O lo que es lo mismo, Marte. Aquí, en este mundo gélido, vivo desde hace años y aquí trabajo en un proyecto estrella junto a un selecto grupo de investigadores. Bajo la dirección científica de la doctora Ingrid Tupolev, nos dedicamos a modificar los genes de los atletas con el fin de aumentar su rendimiento natural y evitar así que tengan que recurrir a sustancias prohibidas. En el labo, de momento, hemos creado ratas superfuertes a base de inyectarlas con un gen que alienta el crecimiento muscular. Estamos ya muy cerca de poder aplicar estas mejoras revolucionarias en atletas humanos. Entre tanto, cuando no estoy ocupado en crear máquinas humanas de alto rendimiento físico, me asomo por el telescopio y miro las estrellas. Es un sedante instantáneo: nada me da más paz. En el fondo me conformo con poco para ser feliz. Tampoco me puedo quejar, siendo realistas: a veces miro atrás y no puedo dejar de sentir un legítimo orgullo al ver hasta dónde he llegado. Mi posición es ahora envidiable, si se tiene en cuenta que llegué aquí con lo puesto.
De modo que yo a Marte solo puedo estarle agradecido. Me permitió reinventarme, empezar de cero, y la verdad es que no me ha ido nada mal: con toda su mala reputación, este planeta de atmósfera delgada y venenosa ha representado para mí la tierra de las oportunidades. No todo el mundo lo ve así, desde luego. Para muchos otros, este es un planeta demasiado ingrato. Su apodo de Infierno Rojo no resulta para nada gratuito. Pocos vienen a Marte por su propia voluntad. Las condiciones de vida aquí son extremas, sobre todo para los presos que se hacinan en las muchas colonias penales que se desperdigan por el planeta. Su existencia es pavorosa. Arriban todos los días por centenares en las naves acorazadas de alta seguridad, fuertemente escoltados. Entre ellos hay asesinos, estafadores, criminales, terroristas, disidentes políticos... Todos son deportados aquí. Marte se ha convertido en la Australia del siglo XXII, una prisión inmensa en el espacio exterior. El planeta recibe a diario un chorreo constante de delincuentes convictos, condenados a trabajos forzados en las minas y en las plantas de extracción de agua de los casquetes polares.

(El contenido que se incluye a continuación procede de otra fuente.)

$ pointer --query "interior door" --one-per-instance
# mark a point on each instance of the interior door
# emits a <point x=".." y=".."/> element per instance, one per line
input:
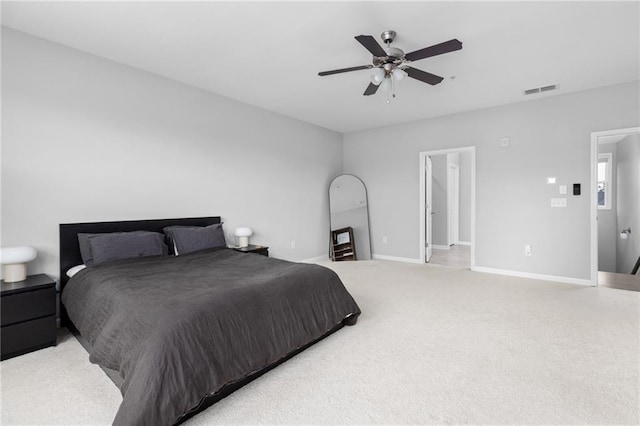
<point x="428" y="209"/>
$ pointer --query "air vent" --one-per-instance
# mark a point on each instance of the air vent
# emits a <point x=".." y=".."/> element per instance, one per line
<point x="540" y="89"/>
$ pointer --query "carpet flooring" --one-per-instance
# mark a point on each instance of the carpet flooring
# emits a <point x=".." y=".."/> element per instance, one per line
<point x="433" y="345"/>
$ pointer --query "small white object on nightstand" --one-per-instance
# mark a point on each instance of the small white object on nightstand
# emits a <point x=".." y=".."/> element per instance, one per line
<point x="243" y="235"/>
<point x="14" y="261"/>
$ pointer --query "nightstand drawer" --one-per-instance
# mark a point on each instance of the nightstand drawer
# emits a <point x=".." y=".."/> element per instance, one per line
<point x="27" y="305"/>
<point x="28" y="336"/>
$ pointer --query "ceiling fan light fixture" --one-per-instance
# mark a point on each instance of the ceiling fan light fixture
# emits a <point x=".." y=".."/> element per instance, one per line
<point x="386" y="84"/>
<point x="377" y="76"/>
<point x="399" y="74"/>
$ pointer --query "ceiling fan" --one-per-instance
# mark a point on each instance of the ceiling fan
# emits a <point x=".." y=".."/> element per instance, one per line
<point x="392" y="64"/>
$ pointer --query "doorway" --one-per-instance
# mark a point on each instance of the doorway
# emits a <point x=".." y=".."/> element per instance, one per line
<point x="447" y="222"/>
<point x="615" y="208"/>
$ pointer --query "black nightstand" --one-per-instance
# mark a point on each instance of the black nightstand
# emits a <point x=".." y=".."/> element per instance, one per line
<point x="28" y="315"/>
<point x="253" y="249"/>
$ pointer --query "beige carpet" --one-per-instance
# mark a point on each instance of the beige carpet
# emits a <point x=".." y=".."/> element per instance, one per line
<point x="434" y="345"/>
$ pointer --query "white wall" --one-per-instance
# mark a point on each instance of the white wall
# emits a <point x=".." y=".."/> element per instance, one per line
<point x="549" y="137"/>
<point x="87" y="139"/>
<point x="628" y="201"/>
<point x="607" y="218"/>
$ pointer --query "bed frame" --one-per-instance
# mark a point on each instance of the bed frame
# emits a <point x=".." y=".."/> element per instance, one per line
<point x="70" y="249"/>
<point x="70" y="256"/>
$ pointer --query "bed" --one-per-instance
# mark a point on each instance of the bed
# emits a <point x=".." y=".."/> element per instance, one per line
<point x="184" y="331"/>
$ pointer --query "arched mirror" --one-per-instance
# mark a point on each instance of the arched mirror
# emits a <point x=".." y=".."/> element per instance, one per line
<point x="349" y="219"/>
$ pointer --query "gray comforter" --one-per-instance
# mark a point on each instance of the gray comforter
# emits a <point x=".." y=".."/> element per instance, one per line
<point x="181" y="328"/>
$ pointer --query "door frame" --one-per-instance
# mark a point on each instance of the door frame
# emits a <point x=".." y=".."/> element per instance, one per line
<point x="422" y="185"/>
<point x="453" y="204"/>
<point x="428" y="209"/>
<point x="594" y="190"/>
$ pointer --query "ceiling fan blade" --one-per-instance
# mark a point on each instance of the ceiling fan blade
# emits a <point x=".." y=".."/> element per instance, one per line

El trato que se les da supera la descripción más horrenda. Malviven en hangares destartalados, desnutridos y apaleados, soportando una presión descomunal y unas temperaturas extremas. Los presos lo pasan fatal, mueren por docenas en las minas cada día, pero nadie se compadece de ellos. En la Tierra los consideran la escoria de la humanidad y están muy satisfechos de haberlos, literalmente, desterrado –‘higiene social’ lo llaman−. Es verdad que a veces me quejo de mi existencia monótona en la base, pero si se compara con las condiciones de vida en cualquiera de las cárceles marcianas, esto es un campamento de verano.

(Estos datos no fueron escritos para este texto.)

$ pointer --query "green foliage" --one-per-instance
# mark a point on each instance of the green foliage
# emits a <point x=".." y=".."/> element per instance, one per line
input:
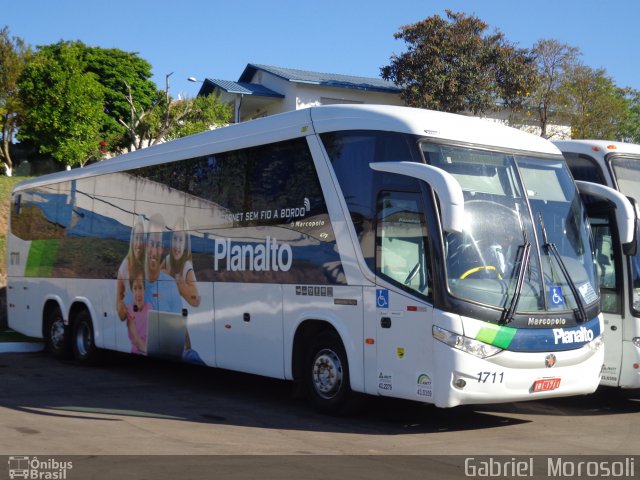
<point x="13" y="56"/>
<point x="630" y="130"/>
<point x="168" y="119"/>
<point x="203" y="113"/>
<point x="117" y="71"/>
<point x="64" y="104"/>
<point x="452" y="65"/>
<point x="554" y="63"/>
<point x="599" y="109"/>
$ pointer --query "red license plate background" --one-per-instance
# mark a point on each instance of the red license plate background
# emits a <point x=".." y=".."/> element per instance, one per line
<point x="546" y="384"/>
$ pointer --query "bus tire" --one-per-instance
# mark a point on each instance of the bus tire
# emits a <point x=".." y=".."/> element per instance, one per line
<point x="57" y="335"/>
<point x="326" y="375"/>
<point x="84" y="347"/>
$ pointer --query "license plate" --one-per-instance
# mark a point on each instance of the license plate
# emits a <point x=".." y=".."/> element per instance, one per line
<point x="546" y="384"/>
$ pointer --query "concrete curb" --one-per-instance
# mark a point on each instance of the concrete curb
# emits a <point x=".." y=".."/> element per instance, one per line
<point x="20" y="347"/>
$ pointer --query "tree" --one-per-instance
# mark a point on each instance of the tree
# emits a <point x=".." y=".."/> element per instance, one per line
<point x="13" y="56"/>
<point x="452" y="65"/>
<point x="120" y="73"/>
<point x="631" y="126"/>
<point x="168" y="119"/>
<point x="554" y="62"/>
<point x="598" y="107"/>
<point x="64" y="104"/>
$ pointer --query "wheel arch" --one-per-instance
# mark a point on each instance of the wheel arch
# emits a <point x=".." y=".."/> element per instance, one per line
<point x="310" y="327"/>
<point x="51" y="302"/>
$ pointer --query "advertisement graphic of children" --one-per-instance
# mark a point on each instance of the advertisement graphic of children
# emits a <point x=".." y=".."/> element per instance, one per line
<point x="179" y="265"/>
<point x="134" y="259"/>
<point x="160" y="291"/>
<point x="138" y="312"/>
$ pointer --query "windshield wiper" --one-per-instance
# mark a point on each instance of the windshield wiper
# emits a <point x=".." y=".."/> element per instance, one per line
<point x="523" y="264"/>
<point x="551" y="247"/>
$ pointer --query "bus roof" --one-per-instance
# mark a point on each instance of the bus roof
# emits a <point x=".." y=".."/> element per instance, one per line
<point x="321" y="119"/>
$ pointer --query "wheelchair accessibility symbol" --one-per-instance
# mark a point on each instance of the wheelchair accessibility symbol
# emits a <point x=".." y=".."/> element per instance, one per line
<point x="556" y="297"/>
<point x="382" y="298"/>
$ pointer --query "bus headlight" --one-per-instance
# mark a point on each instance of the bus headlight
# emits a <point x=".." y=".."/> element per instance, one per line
<point x="468" y="345"/>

En Marte también recibimos turistas, pero son pocos. Este no es el destino ideal de vacaciones. Es un planeta duro y antipático. No todo el mundo lo soporta. Hay que estar hecho de una aleación especial. O estar desesperado. Marte es tierra de frontera, con unas condiciones atmosféricas endemoniadas. Pero también, por la misma razón, es una tierra de promisión donde puedes encontrar tu lugar. Y hasta prosperar, si realmente estás dispuesto a trabajar duro. Mucha gente −como yo− viene a establecerse aquí buscando una segunda oportunidad. Quieren partir de cero, hacer borrón y cuenta nueva con su pasado. Aquí quien más quien menos huye de algo así que, por lo general, te aceptan enseguida sin hacer demasiadas preguntas. Marte es el sitio perfecto para quien quiera reiniciar su vida: está lo bastante lejos de la Tierra como para que tus antecedentes allí no importen. Al final la pereza se impone y nadie se molesta en hacer averiguaciones, por lo que aquí en Marte, como tantos otros, me he inventado una nueva identidad: me hago llamar Herr Sputnik.
Mi verdadero nombre, aclaro enigmático a quien me quiera escuchar, murió con mi verdadera persona en un gulag norcoreano.

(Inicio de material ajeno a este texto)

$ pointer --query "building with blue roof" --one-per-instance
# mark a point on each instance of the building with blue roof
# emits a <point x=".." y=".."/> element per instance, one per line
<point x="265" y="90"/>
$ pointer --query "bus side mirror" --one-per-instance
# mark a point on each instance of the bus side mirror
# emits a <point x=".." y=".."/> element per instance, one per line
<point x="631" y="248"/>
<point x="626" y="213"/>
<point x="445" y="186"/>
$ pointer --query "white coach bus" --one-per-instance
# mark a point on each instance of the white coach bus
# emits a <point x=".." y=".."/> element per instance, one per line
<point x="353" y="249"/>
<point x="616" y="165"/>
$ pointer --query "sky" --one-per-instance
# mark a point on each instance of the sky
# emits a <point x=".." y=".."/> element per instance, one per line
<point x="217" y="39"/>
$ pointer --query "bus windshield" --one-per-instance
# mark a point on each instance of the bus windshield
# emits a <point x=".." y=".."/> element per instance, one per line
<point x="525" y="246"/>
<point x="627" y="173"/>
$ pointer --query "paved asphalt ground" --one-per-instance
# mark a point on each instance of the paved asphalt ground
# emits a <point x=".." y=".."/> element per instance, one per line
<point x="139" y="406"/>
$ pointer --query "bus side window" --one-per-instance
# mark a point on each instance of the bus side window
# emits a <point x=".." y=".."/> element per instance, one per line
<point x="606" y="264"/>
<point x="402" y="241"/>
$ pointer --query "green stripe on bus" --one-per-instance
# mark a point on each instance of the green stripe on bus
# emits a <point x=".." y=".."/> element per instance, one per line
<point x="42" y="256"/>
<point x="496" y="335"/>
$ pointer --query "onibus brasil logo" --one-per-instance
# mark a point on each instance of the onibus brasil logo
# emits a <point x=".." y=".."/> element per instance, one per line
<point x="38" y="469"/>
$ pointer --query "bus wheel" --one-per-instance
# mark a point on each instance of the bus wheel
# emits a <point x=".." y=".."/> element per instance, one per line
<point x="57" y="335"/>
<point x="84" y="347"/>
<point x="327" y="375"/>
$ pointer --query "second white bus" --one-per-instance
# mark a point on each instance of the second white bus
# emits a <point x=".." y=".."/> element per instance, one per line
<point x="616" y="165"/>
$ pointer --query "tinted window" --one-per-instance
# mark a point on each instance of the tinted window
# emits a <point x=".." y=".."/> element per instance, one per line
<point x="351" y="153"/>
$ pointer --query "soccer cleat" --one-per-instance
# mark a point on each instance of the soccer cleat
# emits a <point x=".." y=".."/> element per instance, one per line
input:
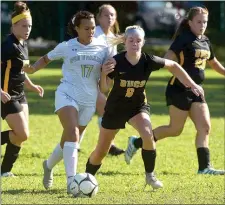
<point x="7" y="174"/>
<point x="153" y="181"/>
<point x="131" y="149"/>
<point x="212" y="171"/>
<point x="115" y="151"/>
<point x="48" y="176"/>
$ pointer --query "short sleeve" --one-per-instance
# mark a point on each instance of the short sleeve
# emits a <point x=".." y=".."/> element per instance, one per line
<point x="212" y="55"/>
<point x="57" y="52"/>
<point x="6" y="52"/>
<point x="178" y="45"/>
<point x="112" y="74"/>
<point x="155" y="62"/>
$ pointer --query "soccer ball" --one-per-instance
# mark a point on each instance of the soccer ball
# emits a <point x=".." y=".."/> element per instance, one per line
<point x="83" y="185"/>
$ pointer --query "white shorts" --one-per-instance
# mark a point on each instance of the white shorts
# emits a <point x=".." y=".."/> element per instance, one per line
<point x="62" y="99"/>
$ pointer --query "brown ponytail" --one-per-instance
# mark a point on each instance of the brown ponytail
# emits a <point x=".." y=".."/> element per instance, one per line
<point x="76" y="20"/>
<point x="115" y="28"/>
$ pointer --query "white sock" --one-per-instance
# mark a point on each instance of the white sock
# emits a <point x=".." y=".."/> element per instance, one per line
<point x="55" y="157"/>
<point x="99" y="122"/>
<point x="70" y="157"/>
<point x="81" y="136"/>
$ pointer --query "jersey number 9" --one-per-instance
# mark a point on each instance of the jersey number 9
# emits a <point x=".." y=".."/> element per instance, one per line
<point x="130" y="92"/>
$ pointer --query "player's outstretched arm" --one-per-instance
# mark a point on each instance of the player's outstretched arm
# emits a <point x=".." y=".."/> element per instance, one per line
<point x="41" y="63"/>
<point x="217" y="66"/>
<point x="183" y="77"/>
<point x="105" y="81"/>
<point x="35" y="88"/>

−¡Amigo −me dicen admirados−, pero entonces eso fue hace muchos años!
−Es probable −contesto sin darle importancia−. Pero por muchos que sean, ¿acaso importa? ¿Qué representan 50, 100 o 200 años sino motas dentro de la sobrecogedora eternidad del tiempo?
Mis superiores entonces me riñen:
−Aquí queremos científicos, no poetas.
Siempre me pasa: nunca me adapto. Soy un apátrida, un desclasado y, ahora que vivo en Marte, no me negarán que un auténtico cosmo−polita. Ante todo, oculto mi pasado. No es que tenga nada que ocultar, pero lo prefiero así. Si quieren referencias mías, les remito a mi trabajo. A mi labor científica. Esa sí que habla por mí. Lo demás carece de importancia.
−Vamos, vamos −comenta jocoso el profesor Moebius−. Todos sabemos lo que le gusta hacerse el interesante.
Se me da bien hacerme el misterioso, lo admito, aunque así solo consiga excitar más la intriga de mis compañeros, que no dejan de atosigarme con sus preguntas. Yo les cuento siempre lo mismo, que logré escapar del campo de concentración y reinventarme lejos.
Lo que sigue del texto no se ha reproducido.